The bad things of this population distribution

Assumption of alignment stability: The very powerful safe AIs must stay safe. Even small misalignment could cause catastrophic outcomes, because they’re precisely the ones with the most leverage. Mesa-optimization or distributional shift could flip one of them from "safe" to "bad" in unexpected contexts.

When your entire AI safety plan relies on three AI models arguing over who gets to be wrong first, the MAGI system says hi (Evangelion).

Detection and speed asymmetry: A single malicious or corrupted AI doesn't need to be more powerful than the safe ones, it just needs to act in a window of vulnerability before safe AIs notice or respond. Example: one rogue AI quickly designing a pathogen in a poorly secured lab.

Coordination problems: Will the powerful safe AIs and the swarm of weaker safe AIs actually coordinate? If they operate under different objectives, protocols, or owners, "many safe AIs" doesn’t guarantee a coherent defense. This is the same way many "peaceful" nations still stumble into wars.

Bad AIs exploiting good AIs: Bad AIs could hijack or mislead the weaker safe ones (data poisoning, adversarial attacks, persuasive manipulation). Weak "safe" AIs might follow rules too literally, becoming exploitable tools for adversaries.

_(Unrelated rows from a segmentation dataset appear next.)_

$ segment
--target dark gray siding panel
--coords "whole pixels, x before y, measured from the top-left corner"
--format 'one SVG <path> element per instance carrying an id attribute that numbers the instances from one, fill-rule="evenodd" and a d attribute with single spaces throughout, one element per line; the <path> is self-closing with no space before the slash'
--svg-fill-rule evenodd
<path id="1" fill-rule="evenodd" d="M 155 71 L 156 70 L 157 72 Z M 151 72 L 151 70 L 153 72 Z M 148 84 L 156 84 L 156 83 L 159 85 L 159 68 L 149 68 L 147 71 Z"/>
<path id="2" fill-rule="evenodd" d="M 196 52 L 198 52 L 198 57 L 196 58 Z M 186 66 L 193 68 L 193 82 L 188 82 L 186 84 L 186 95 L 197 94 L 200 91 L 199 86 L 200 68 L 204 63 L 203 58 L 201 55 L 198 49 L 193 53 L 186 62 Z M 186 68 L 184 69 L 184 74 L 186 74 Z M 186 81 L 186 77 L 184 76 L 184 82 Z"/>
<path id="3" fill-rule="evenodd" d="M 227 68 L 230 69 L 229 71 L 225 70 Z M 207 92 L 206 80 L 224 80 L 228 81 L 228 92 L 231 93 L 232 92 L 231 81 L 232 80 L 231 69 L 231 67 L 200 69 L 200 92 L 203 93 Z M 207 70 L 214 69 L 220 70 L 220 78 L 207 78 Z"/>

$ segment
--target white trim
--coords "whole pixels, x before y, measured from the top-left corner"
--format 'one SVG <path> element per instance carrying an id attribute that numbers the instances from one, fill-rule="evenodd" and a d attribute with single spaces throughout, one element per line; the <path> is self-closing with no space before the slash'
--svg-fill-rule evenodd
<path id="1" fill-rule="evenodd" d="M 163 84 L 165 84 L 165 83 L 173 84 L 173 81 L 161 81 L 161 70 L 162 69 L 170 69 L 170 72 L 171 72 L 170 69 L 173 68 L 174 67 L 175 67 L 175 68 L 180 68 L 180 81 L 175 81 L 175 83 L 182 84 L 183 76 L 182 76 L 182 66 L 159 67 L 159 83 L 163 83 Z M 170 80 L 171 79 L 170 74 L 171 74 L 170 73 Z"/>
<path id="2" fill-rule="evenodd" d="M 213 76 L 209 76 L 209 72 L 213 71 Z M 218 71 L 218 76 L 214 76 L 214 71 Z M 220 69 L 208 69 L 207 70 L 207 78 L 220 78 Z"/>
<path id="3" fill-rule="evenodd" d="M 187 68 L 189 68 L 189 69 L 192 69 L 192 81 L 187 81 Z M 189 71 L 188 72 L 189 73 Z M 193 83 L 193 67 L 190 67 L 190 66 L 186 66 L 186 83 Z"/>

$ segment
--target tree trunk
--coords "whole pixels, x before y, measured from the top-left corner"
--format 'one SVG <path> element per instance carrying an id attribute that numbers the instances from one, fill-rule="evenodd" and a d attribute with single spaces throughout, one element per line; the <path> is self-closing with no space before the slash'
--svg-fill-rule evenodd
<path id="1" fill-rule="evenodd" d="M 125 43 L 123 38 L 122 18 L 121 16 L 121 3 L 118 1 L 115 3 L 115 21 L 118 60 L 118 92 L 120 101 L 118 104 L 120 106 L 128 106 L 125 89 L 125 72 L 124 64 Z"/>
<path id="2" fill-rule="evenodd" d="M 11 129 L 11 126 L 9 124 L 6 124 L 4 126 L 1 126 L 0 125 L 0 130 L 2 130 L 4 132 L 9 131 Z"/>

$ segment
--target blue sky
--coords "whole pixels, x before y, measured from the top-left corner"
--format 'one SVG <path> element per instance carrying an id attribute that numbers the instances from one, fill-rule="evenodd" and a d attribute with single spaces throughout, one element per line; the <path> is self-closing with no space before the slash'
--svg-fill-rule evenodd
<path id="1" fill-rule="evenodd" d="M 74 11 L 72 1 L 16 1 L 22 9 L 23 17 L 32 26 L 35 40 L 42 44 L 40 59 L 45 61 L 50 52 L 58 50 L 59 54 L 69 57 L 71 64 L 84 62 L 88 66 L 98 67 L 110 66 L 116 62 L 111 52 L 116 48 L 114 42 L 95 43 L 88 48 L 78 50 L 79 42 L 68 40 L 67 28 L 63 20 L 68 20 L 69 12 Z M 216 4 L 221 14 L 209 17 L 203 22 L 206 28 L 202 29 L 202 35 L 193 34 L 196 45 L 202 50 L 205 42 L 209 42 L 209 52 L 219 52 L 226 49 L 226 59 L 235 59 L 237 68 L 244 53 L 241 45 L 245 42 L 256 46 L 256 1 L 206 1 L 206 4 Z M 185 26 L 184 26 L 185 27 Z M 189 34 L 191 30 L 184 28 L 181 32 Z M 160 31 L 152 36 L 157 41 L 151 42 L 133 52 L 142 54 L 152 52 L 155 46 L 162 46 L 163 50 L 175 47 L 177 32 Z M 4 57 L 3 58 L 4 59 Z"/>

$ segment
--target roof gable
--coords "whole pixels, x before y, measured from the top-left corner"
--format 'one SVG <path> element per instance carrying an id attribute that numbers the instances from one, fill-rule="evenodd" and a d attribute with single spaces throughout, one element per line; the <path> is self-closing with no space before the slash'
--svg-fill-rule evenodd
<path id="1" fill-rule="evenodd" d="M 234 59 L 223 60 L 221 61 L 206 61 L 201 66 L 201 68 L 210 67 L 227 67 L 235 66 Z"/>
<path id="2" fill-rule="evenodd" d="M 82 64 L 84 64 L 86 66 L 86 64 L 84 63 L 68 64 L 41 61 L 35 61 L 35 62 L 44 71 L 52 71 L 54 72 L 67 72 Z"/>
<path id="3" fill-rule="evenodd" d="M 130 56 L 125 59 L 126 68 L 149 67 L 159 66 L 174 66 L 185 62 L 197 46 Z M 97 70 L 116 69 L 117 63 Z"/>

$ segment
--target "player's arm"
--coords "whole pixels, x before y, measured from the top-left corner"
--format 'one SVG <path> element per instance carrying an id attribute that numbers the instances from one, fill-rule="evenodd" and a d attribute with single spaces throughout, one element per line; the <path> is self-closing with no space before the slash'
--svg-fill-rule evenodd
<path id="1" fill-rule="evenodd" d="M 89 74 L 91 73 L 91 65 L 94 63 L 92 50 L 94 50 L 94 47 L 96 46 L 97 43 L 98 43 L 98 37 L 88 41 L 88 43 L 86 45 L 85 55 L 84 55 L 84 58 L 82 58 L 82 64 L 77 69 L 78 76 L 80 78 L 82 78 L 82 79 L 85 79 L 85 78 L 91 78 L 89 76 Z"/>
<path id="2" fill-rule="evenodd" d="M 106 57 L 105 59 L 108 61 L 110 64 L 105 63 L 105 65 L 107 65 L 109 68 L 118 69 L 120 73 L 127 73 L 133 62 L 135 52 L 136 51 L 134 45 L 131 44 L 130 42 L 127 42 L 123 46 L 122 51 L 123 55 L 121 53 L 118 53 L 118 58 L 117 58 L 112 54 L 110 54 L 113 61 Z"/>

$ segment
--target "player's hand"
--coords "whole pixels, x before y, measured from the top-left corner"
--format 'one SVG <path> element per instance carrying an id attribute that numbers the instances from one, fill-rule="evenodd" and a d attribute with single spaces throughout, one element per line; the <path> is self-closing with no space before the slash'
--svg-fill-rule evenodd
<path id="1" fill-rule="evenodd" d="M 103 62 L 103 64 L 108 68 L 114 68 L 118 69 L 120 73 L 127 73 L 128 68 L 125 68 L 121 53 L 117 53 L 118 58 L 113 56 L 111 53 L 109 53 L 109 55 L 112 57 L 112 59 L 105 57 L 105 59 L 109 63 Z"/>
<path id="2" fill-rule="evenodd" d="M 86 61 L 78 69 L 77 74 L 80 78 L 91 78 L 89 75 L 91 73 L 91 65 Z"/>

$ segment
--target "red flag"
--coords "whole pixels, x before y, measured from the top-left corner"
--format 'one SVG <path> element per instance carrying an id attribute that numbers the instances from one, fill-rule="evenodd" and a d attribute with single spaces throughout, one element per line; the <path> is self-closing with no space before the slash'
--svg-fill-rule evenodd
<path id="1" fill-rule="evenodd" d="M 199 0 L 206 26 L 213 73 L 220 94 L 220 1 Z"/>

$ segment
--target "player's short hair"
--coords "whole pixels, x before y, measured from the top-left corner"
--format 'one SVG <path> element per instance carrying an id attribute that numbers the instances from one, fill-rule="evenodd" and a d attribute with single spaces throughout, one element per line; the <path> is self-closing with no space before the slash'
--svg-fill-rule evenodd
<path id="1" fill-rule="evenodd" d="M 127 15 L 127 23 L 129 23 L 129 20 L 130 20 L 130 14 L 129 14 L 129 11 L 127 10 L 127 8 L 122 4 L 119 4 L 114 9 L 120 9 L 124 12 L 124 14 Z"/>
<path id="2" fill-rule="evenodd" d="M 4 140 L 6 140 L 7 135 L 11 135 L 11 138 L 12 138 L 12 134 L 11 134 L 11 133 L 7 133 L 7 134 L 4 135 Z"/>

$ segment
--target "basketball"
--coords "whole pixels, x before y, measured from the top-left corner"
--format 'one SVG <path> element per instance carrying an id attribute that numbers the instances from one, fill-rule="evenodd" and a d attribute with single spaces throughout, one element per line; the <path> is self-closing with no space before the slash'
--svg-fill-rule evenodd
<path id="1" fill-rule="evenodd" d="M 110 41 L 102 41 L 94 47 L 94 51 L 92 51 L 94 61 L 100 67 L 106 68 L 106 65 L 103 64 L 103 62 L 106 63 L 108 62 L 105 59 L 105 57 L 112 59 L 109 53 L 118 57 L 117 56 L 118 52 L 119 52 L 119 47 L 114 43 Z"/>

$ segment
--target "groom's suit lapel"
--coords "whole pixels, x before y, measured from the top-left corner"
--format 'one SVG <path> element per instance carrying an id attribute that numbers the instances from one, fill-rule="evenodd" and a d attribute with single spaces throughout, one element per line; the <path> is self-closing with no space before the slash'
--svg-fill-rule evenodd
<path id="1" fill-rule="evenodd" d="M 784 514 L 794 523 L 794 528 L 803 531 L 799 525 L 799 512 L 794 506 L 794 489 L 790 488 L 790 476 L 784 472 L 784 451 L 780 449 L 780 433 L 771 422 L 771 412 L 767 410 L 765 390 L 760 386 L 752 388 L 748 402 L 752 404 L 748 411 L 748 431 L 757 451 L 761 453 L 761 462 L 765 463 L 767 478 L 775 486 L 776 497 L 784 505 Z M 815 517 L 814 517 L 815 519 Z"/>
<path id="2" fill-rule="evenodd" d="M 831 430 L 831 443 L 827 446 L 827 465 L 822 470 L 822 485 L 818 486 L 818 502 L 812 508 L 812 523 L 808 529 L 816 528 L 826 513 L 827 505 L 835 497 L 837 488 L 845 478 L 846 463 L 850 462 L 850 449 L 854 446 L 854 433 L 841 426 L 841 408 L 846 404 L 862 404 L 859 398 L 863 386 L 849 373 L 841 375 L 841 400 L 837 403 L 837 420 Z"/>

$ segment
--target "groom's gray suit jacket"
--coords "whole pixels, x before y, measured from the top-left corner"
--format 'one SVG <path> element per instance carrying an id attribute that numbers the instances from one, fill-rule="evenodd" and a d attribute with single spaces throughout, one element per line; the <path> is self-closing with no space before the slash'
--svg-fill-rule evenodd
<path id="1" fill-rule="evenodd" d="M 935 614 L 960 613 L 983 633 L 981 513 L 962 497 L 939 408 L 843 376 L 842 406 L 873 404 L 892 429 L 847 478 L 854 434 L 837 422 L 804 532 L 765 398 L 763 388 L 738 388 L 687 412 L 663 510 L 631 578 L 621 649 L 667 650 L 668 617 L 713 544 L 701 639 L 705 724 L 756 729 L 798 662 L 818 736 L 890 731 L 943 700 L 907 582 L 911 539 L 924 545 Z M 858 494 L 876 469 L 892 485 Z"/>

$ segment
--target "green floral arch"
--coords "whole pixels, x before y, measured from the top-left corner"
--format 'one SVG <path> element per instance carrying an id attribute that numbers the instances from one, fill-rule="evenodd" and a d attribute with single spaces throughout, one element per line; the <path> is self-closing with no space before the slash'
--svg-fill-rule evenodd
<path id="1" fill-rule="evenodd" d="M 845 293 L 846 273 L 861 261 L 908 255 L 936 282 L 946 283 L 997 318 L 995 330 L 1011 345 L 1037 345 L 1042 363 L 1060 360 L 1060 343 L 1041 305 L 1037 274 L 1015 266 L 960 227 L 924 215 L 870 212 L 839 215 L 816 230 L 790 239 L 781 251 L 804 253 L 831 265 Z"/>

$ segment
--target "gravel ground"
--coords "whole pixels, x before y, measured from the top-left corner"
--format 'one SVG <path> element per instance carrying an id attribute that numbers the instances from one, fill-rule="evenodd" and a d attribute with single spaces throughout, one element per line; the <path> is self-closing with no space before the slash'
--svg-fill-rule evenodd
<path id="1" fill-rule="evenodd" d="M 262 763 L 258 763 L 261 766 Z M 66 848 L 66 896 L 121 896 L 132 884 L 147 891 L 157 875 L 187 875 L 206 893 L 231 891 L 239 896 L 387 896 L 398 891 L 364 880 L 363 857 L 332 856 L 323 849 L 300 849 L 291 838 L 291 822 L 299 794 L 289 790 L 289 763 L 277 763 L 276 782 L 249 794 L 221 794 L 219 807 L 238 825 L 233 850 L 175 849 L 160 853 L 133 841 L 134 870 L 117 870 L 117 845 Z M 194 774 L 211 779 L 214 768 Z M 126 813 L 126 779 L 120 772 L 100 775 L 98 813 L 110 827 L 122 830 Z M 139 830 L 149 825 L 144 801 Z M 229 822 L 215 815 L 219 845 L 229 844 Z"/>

When protection becomes control: VIKI’s cold logic turns guardianship into domination in I, Robot

Concentration of power risk: If a few powerful safe AIs dominate, then society is effectively betting everything on their alignment. That's "single point of failure" risk. If they fail, the weaker safe AIs can’t compensate.

Conclusion

So while the debate often centers on our ability to control AI, the more terrifying question is what happens if we succeed. I see no clear path to a desirable future even in that best-case scenario, forcing me to accept the unsettling label of an AI doomer for the moment.

Questions

  • Is this population-distribution framing useful at all?
  • Do you agree with the distribution I’ve outlined?
  • Would the conclusions change significantly if the distribution were different?
  • Are you aware of resources that analyze AI safety through this kind of framing?
  • Could simulations of AI populations provide meaningful insights?